Setup

Load packages

library(ggplot2)
library(dplyr)
library(tidyr)
library(statsr)

Load data

Make sure your data and R Markdown files are in the same directory. When loaded your data file will be called gss. Delete this note when before you submit your work.

gss = readRDS("gss.rds")

Part 1: Data

The General Social Survey (GSS) is a sociological survey created and regularly collected since 1972. The target population of the GSS is adults living in households in the United States. The GSS sample is drawn using an area probability design that randomly selects respondents in households across the United States to take part in the survey. Random selection allows causal relationship to be drawn between variables. Respondents that become part of the GSS sample are from a mix of urban, suburban, and rural geographic areas. Therefore the survey is representitive for Americans living across the country. Participation in the study is strictly voluntary. Hence the study might bias against population which have incentives to not participate.


Part 2: Research question

The survey measures opinion on four major reasons why people commit suicide. Are the proportions for supporting each reason for suicide different from each other?

H0: Between 2008 and 2012, opinion towards suicide is independent of suicidal motives.

Ha: Between 2008 and 2012, opinion towards suicide is dependent of suicidal motives.

This research question might be of interest to social scientists who are interested in public opinion towards suicide.


Part 3: Exploratory data analysis

##                    opinion
## reason                No  Yes
##   INCURABLE DISEASE 1551 2237
##   BANKRUPT          3384  404
##   DISHONORED FAMILY 3381  407
##   TIRED OF LIVING   3095  693

There are substential people opposing suicide regardless of reasons.

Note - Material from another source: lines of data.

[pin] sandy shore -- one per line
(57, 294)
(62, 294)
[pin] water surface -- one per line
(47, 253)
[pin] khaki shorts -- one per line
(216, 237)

However, people seem to be more negotiable when the reason is “INCURABLE DISEASE”.


Part 4: Inference

Chi-square test of Independence

We have two variables:

  1. Opinion

    * Yes
    * No
  2. Suicidal motives

    * INCURABLE DISEASE 
    * BANKRUPT    
    * DISHONORED FAMILY
    * TIRED OF LIVING 

We use Chi-square test of independence because we want to evaluate the relationship between proportions of two categorical variables, when at least one of these variables having more than two levels.

Conditions:

  • the observations should be independent
  • expected counts for each cell should be at least 5
  • degrees of freedom should be at least 2 (if not, use methods for evaluating proportions)

The above conditions are all met. Hence we use a theoretical approach.

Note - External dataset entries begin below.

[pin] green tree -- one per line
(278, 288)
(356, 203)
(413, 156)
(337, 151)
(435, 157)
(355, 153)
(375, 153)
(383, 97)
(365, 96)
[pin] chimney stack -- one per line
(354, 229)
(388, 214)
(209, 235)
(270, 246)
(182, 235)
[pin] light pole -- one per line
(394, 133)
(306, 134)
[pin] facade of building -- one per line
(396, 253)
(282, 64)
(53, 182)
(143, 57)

chisq.test(table(suicide)) 
## 
##  Pearson's Chi-squared test
## 
## data:  table(suicide)
## X-squared = 3286.1, df = 3, p-value < 2.2e-16

A Chi-square Independence test is used to test whether the four categories of suicide reason recieve the same proportion of support/opposition. Base on this p-value, we reject the null hypothesis; we conclude that there is an association between opinion towards suicide and suicidal motives.

Only one test is conducted because there are no other test available in testing proportion of two categorical variables.

We learnt that while most people oppose suicide, reason for suicide seem to play a role in influencing opinion towards suicide.